The following could be a solution:
#!/bin/bash
for line in $(cat in.txt); do
echo "line:$line"
done
Let’s see if it works
$ ls
in.txt null.txt script.sh
$ ./script.sh
line:#
line:comment
line:in.txt
line:null.txt
line:script.sh
Hm, the *
character was replaced by the filenames of the current directory, but why did that happen? Some info about a couple of bash commands first.
Command Substitution
Allows the output of a command to replace the command itself. It occurs when a command is enclosed as $(command)
or `command`
.
Word Splitting
The shell scans the results of parameter expansion, command substitution, and arithmetic expansion that did not occur within double quotes for word splitting.
Filename Expansion
After word splitting, unless the -f option has been set, Bash scans each word for the characters *
, ?
, and [
. If one of these characters appears, then the word is regarded as a pattern, and replaced with an alphabetically sorted list of filenames matching the pattern.
So, Bash treated the *
character, that exists in the file in.txt
, as a pattern and replaced it with the list of all filenames.

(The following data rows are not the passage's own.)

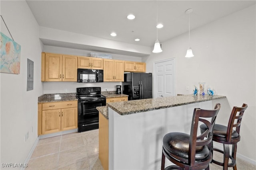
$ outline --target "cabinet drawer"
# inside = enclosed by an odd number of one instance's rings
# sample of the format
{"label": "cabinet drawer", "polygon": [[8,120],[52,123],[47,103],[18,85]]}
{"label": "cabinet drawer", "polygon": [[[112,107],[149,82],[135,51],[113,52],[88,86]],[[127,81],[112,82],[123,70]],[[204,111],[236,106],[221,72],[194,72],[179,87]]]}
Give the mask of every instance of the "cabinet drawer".
{"label": "cabinet drawer", "polygon": [[43,110],[77,107],[77,101],[45,103],[42,104]]}
{"label": "cabinet drawer", "polygon": [[128,97],[122,97],[120,98],[107,98],[106,99],[106,103],[112,102],[127,101],[128,100]]}

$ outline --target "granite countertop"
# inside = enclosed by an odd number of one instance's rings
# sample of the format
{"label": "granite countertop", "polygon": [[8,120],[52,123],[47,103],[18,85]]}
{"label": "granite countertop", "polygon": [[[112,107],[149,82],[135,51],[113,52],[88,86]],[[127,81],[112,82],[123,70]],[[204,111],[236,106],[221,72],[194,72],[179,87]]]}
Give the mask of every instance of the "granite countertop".
{"label": "granite countertop", "polygon": [[[108,103],[107,106],[120,115],[126,115],[226,98],[224,96],[217,95],[194,96],[190,94]],[[108,117],[107,113],[106,114]]]}
{"label": "granite countertop", "polygon": [[107,109],[108,106],[99,106],[96,107],[96,109],[99,111],[100,113],[106,119],[108,119],[108,115],[107,114]]}
{"label": "granite countertop", "polygon": [[39,96],[38,103],[78,100],[76,93],[45,94]]}
{"label": "granite countertop", "polygon": [[128,95],[124,94],[116,94],[115,91],[101,92],[101,95],[106,97],[106,98],[121,98],[128,96]]}

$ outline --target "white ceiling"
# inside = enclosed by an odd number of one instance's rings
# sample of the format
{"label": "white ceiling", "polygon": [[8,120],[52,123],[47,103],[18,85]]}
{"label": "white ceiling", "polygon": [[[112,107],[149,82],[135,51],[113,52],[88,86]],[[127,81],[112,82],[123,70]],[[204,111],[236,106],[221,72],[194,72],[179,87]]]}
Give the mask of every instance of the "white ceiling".
{"label": "white ceiling", "polygon": [[[152,47],[156,39],[156,10],[160,43],[255,4],[255,0],[27,0],[39,25]],[[126,18],[132,14],[133,20]],[[117,35],[113,37],[114,31]],[[135,41],[134,39],[140,39]],[[44,41],[51,45],[50,41]],[[58,46],[58,45],[55,45]],[[61,45],[59,45],[61,47]]]}

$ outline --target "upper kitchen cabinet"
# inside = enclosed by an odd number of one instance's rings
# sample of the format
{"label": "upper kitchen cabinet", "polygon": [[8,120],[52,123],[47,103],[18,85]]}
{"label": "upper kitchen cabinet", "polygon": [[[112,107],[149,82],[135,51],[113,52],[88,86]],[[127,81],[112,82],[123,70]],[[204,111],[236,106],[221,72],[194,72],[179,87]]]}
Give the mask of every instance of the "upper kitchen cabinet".
{"label": "upper kitchen cabinet", "polygon": [[78,56],[78,68],[103,70],[103,59],[100,58]]}
{"label": "upper kitchen cabinet", "polygon": [[42,81],[76,82],[77,57],[42,53]]}
{"label": "upper kitchen cabinet", "polygon": [[124,71],[146,72],[146,63],[145,63],[124,61]]}
{"label": "upper kitchen cabinet", "polygon": [[104,82],[123,82],[124,61],[104,59],[103,60]]}

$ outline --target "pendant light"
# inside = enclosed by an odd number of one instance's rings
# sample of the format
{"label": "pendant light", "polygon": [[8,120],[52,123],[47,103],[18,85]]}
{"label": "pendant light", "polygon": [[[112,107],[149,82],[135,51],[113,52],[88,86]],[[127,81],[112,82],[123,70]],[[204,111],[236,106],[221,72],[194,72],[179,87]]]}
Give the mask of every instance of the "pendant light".
{"label": "pendant light", "polygon": [[[156,1],[156,3],[157,3],[157,8],[156,8],[156,25],[157,25],[158,24],[158,23],[157,23],[157,19],[158,19],[158,3],[157,1]],[[161,46],[160,46],[160,43],[159,43],[159,41],[158,41],[158,28],[157,27],[156,27],[156,42],[155,42],[155,45],[154,46],[154,49],[153,50],[153,51],[152,51],[153,53],[161,53],[161,52],[162,52],[163,51],[162,50],[162,49],[161,49]]]}
{"label": "pendant light", "polygon": [[194,57],[194,55],[192,52],[192,49],[190,48],[190,14],[193,11],[193,10],[191,8],[187,10],[185,13],[188,14],[188,48],[187,50],[187,54],[186,55],[185,57]]}

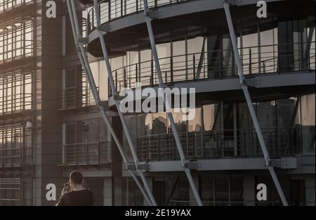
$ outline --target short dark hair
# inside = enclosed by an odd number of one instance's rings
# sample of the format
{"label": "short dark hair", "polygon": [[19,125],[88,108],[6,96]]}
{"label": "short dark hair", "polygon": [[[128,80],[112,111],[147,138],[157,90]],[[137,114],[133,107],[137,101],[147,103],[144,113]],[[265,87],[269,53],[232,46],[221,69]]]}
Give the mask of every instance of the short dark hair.
{"label": "short dark hair", "polygon": [[70,175],[69,177],[70,180],[74,183],[74,184],[82,184],[84,182],[84,176],[82,176],[82,174],[81,172],[78,171],[74,171],[72,172]]}

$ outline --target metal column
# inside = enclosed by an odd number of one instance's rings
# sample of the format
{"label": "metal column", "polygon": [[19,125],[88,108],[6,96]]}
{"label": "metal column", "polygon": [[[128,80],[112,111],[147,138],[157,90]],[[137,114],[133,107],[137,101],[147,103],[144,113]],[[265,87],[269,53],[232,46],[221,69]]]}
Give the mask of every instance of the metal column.
{"label": "metal column", "polygon": [[[72,2],[73,2],[73,0],[72,0]],[[117,91],[117,88],[115,86],[115,84],[114,84],[114,82],[113,80],[113,75],[112,74],[111,65],[110,65],[110,59],[109,59],[109,56],[108,56],[108,53],[107,53],[107,50],[106,48],[105,40],[103,37],[103,32],[101,30],[100,13],[99,11],[98,0],[93,0],[93,6],[94,6],[95,12],[96,12],[97,32],[98,32],[98,34],[99,37],[100,42],[101,44],[102,51],[103,51],[103,57],[104,57],[104,62],[105,62],[105,67],[107,70],[110,85],[111,86],[113,96],[117,97],[118,96]],[[154,198],[154,196],[153,196],[152,190],[148,185],[148,183],[146,181],[143,171],[141,169],[141,168],[140,168],[140,161],[138,160],[138,157],[137,156],[136,150],[134,144],[133,143],[131,134],[129,133],[129,128],[127,127],[127,124],[126,124],[126,122],[125,121],[124,115],[121,111],[119,105],[120,105],[119,101],[115,101],[115,105],[117,107],[117,110],[119,113],[119,118],[120,118],[121,124],[123,125],[123,130],[124,131],[125,136],[127,138],[127,141],[129,143],[129,145],[131,149],[131,152],[132,153],[133,158],[134,160],[136,172],[138,173],[139,176],[140,176],[140,179],[143,181],[143,183],[145,188],[147,191],[147,193],[150,199],[151,204],[152,205],[157,206],[156,201]]]}
{"label": "metal column", "polygon": [[[159,88],[163,89],[164,87],[164,81],[162,79],[162,71],[160,69],[160,63],[159,63],[159,58],[158,58],[158,53],[157,51],[156,43],[155,43],[155,40],[154,40],[154,32],[152,31],[152,18],[153,18],[152,13],[153,12],[149,11],[147,0],[143,0],[143,3],[144,3],[145,19],[146,23],[147,23],[147,27],[148,30],[148,34],[149,34],[149,37],[150,37],[152,55],[154,56],[154,63],[155,63],[155,65],[156,65],[156,70],[157,70],[157,77],[158,77],[158,79],[159,79]],[[176,123],[174,122],[173,116],[172,115],[172,113],[171,112],[171,103],[169,103],[168,98],[164,98],[164,97],[163,99],[164,99],[164,105],[166,105],[166,108],[167,111],[169,112],[168,117],[169,117],[170,122],[171,124],[172,131],[173,132],[173,136],[174,136],[174,138],[176,140],[178,151],[179,153],[180,157],[181,160],[182,166],[183,166],[183,169],[187,176],[187,179],[189,181],[190,185],[191,186],[191,188],[195,195],[195,200],[197,200],[197,205],[199,206],[202,206],[202,202],[201,198],[199,195],[199,192],[197,191],[197,187],[195,186],[195,183],[194,182],[193,178],[191,174],[191,169],[190,169],[191,166],[190,164],[190,161],[187,160],[185,158],[185,154],[183,153],[183,148],[182,147],[181,142],[180,141],[179,134],[178,133],[177,128],[176,126]]]}
{"label": "metal column", "polygon": [[254,122],[254,125],[256,129],[256,132],[257,133],[258,138],[259,139],[260,145],[261,146],[261,149],[263,153],[263,155],[265,157],[265,165],[267,166],[267,168],[271,174],[271,176],[279,193],[279,197],[283,202],[283,205],[287,206],[288,204],[287,198],[285,198],[284,193],[283,193],[282,188],[279,182],[279,179],[277,179],[277,174],[275,174],[275,169],[273,167],[271,166],[269,153],[268,152],[267,147],[265,145],[265,143],[263,139],[263,136],[262,135],[261,129],[260,128],[260,125],[258,122],[258,118],[255,110],[254,108],[254,105],[252,104],[251,98],[250,96],[249,91],[248,90],[248,86],[245,83],[245,77],[244,75],[243,67],[240,59],[239,52],[238,51],[237,45],[236,35],[235,33],[234,25],[232,24],[232,16],[230,15],[230,5],[226,2],[226,1],[224,1],[223,6],[225,13],[226,14],[227,22],[230,30],[230,38],[232,41],[232,47],[234,49],[235,57],[237,65],[238,75],[240,79],[240,86],[242,86],[242,91],[244,91],[244,94],[248,104],[248,108],[249,108],[250,114],[251,115],[252,121]]}
{"label": "metal column", "polygon": [[113,127],[111,124],[111,122],[107,116],[107,114],[105,112],[104,106],[102,105],[101,99],[100,98],[99,93],[98,92],[96,83],[93,79],[93,76],[92,74],[92,71],[90,67],[90,65],[88,61],[88,58],[86,58],[86,51],[83,45],[84,39],[82,38],[82,36],[80,33],[80,30],[78,24],[78,20],[77,16],[77,11],[75,8],[75,4],[74,3],[74,0],[67,0],[67,4],[68,7],[68,11],[70,14],[70,22],[72,25],[72,32],[74,34],[74,39],[76,44],[76,48],[78,53],[78,56],[80,60],[80,63],[82,65],[82,67],[84,69],[84,72],[86,75],[88,83],[90,86],[90,88],[91,89],[93,98],[96,101],[96,103],[97,105],[97,107],[98,108],[100,112],[101,112],[102,117],[103,120],[105,121],[105,124],[107,126],[107,128],[109,129],[109,131],[110,131],[113,139],[115,141],[115,143],[117,146],[117,148],[122,157],[122,159],[124,160],[124,162],[126,167],[126,169],[129,170],[129,173],[131,174],[131,176],[134,179],[136,185],[138,186],[139,189],[142,192],[143,195],[144,195],[144,198],[147,200],[147,202],[152,205],[152,201],[150,199],[148,195],[145,191],[145,190],[143,188],[143,186],[141,183],[140,183],[138,177],[136,176],[135,172],[133,170],[131,170],[129,166],[129,162],[127,159],[127,157],[126,156],[123,147],[117,137],[117,136],[115,134],[115,131],[113,129]]}

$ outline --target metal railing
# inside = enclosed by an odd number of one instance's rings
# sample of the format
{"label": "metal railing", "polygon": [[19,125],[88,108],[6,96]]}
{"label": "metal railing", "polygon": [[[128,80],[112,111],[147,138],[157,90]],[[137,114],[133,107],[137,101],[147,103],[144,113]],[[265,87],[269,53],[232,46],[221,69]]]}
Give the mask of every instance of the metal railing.
{"label": "metal railing", "polygon": [[[297,153],[299,133],[291,128],[263,129],[263,135],[271,157]],[[187,158],[262,157],[254,129],[180,133]],[[140,136],[137,152],[141,161],[179,160],[173,134]]]}
{"label": "metal railing", "polygon": [[[223,202],[213,202],[213,201],[202,201],[204,206],[245,206],[247,204],[254,204],[254,206],[267,205],[267,206],[279,206],[279,201],[223,201]],[[169,201],[169,206],[192,206],[197,205],[196,201],[185,201],[171,200]]]}
{"label": "metal railing", "polygon": [[33,4],[33,0],[1,0],[0,13],[14,8]]}
{"label": "metal railing", "polygon": [[100,165],[112,161],[108,142],[92,142],[63,145],[60,148],[61,166]]}
{"label": "metal railing", "polygon": [[[190,0],[149,0],[148,6],[150,8],[156,8],[187,1]],[[112,0],[103,1],[99,3],[101,24],[143,10],[143,0]],[[96,27],[96,11],[94,8],[91,8],[88,13],[88,34],[90,34]]]}
{"label": "metal railing", "polygon": [[[239,51],[244,72],[249,76],[315,68],[315,41],[244,47]],[[159,61],[164,83],[237,76],[232,48],[174,56],[160,58]],[[136,82],[140,82],[143,86],[158,84],[153,60],[114,70],[113,75],[117,91],[133,89]],[[110,89],[109,94],[112,94]]]}

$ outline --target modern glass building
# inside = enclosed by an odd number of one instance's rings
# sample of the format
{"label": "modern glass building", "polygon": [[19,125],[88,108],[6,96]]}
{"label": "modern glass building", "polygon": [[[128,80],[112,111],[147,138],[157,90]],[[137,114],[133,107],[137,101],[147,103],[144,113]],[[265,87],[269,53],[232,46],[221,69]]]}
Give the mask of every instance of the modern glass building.
{"label": "modern glass building", "polygon": [[[0,205],[53,205],[81,171],[98,205],[148,205],[98,110],[78,58],[66,1],[0,0]],[[109,85],[98,30],[104,31],[117,92],[159,87],[143,0],[74,1],[96,87],[133,161]],[[245,83],[273,167],[290,205],[315,205],[315,1],[231,1]],[[204,205],[275,206],[267,169],[240,86],[222,0],[149,0],[164,84],[195,88],[195,117],[173,116]],[[136,102],[139,101],[135,101]],[[98,104],[98,105],[97,105]],[[165,112],[124,115],[158,205],[197,205]],[[268,200],[257,200],[265,183]]]}

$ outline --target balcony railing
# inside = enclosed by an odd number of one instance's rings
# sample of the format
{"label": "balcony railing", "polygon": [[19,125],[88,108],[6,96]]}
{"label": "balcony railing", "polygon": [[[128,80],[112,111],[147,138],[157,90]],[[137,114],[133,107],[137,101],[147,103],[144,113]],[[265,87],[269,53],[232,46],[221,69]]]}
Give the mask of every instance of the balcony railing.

What if we put the $(cat in.txt)
in double quotes?
$ cat script.sh
#!/bin/bash
for line in "$(cat in.txt)"; do
echo "line:$line"
done
$ ./script.sh
line: # comment
*
A little bit better now, but the whole result is in one line. Obviously, none of these solutions can be used. So, let’s remove the double quotes and add the set -f
option bash man page mentions.
$ cat script.sh
#!/bin/bash
set -f
for line in $(cat in.txt); do
echo "line:$line"
done
$ ./script.sh
line:#
line:comment
line:*
Better now, but the # comment
line is still divided into 2 lines, because of the space between #
and comment
.
Solution 1
$ cat script.sh
#!/bin/bash
while read line; do
echo "line:$line"
done < in.txt
$ ./script.sh
line:# comment
line:*
Nice! The wildcard *
is not treated as a pattern anymore, but the leading spaces have been removed. This happened because the read command by default removes all leading and trailing whitespace characters. Fortunately, we can handle this by clearing the IFS
variable, like the example below.
Final Solution
$ cat script.sh
#!/bin/bash
# Add IFS= so `read` won't trim leading and trailing whitespace from each line
# Add -r to read to prevent from backslashes from being interpreted as escape sequences
# Use printf in place of echo is safer if $line is a string like -n which echo would interpret as a flag
while IFS= read -r line; do
printf '%s\n' "$line"
done < in.txt
$ ./script.sh
line: # comment
line:*
Note
The read
command does not read lines! When a line is read, the first word is assigned to the first variable, the second word to the second variable, and so on. If there are more words than variables, the remaining words are assigned to the last variable.